Ada yang berbeda saat persembahan pada misa yang bertepatan dengan Hari Pangan Sedunia, Minggu (16/10) pk. 08.00 di Gereja Santa Perawan Maria Ratu Rosario Suci Randusari Katedral Semarang. Puluhan orang menari dengan jenaka mengawali perarakan persembahan. Kostum mereka menarik perhatian: kaus warna warni bertuliskan Aja Drengki, Aja Srei, Njupuk Siji, plus kacamata hitam, topi, kipas, dan selendang yang dililitkan di pinggang. Persembahan yang dibawa pun lain dari biasanya; ada kacang panjang, kubis, timun, wortel, ketela, ubi jalar, kelapa muda, pisang, dan sayuran lainnya.

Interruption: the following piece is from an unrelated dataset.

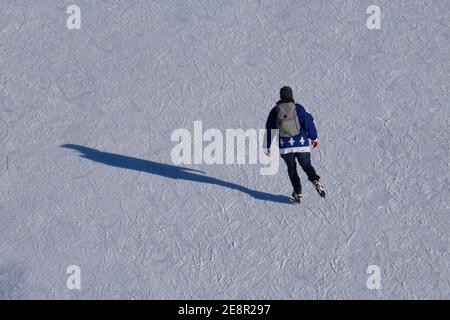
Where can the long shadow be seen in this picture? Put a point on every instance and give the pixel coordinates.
(169, 171)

“Masalah pangan adalah masalah yang kompleks karena banyak hal terkait satu sama lain, bukan hanya soal kemiskinan dan kelaparan, tetapi termasuk kekurangan gizi/stunting. Lalu perubahan iklim yang mempengaruhi produksi pangan, juga kualitas pangan, belum lagi terkait pendistribusian dan perdagangan,” ucap Rm. Herman saat mengawali homilinya.
Ada sebagian yang berkelimpahan pangan, tetapi di tempat lain masih ada yang berkekurangan. Di satu sisi ada banyak sampah makanan, tetapi di sisi lain banyak masyarakat yang masih kekurangan pangan.
Menurut Paus Fransiskus, masalah kelaparan bukan masalah materi dan ekonomi saja, tetapi juga masalah moral. Oleh karena itu, kita diajak untuk menghargai makanan. Dengan menghargai makanan, kita menghargai setiap pribadi manusia. Kita menghargai makanan dan tidak mudah membuang makanan. Kita bersyukur atas makanan yang ada dan makan secukupnya sesuai kebutuhan kita.
“Ambil secukupnya. Kalau kurang boleh nambah, tetapi jangan sampai makanan yang sudah diambil tidak habis lalu dibuang,” tegas Rm. Herman. Usai misa, umat menikmati jajan pasar di halaman gereja. Mereka terus diingatkan untuk mengambil secukupnya, njupuk siji agar umat yang lain juga kebagian.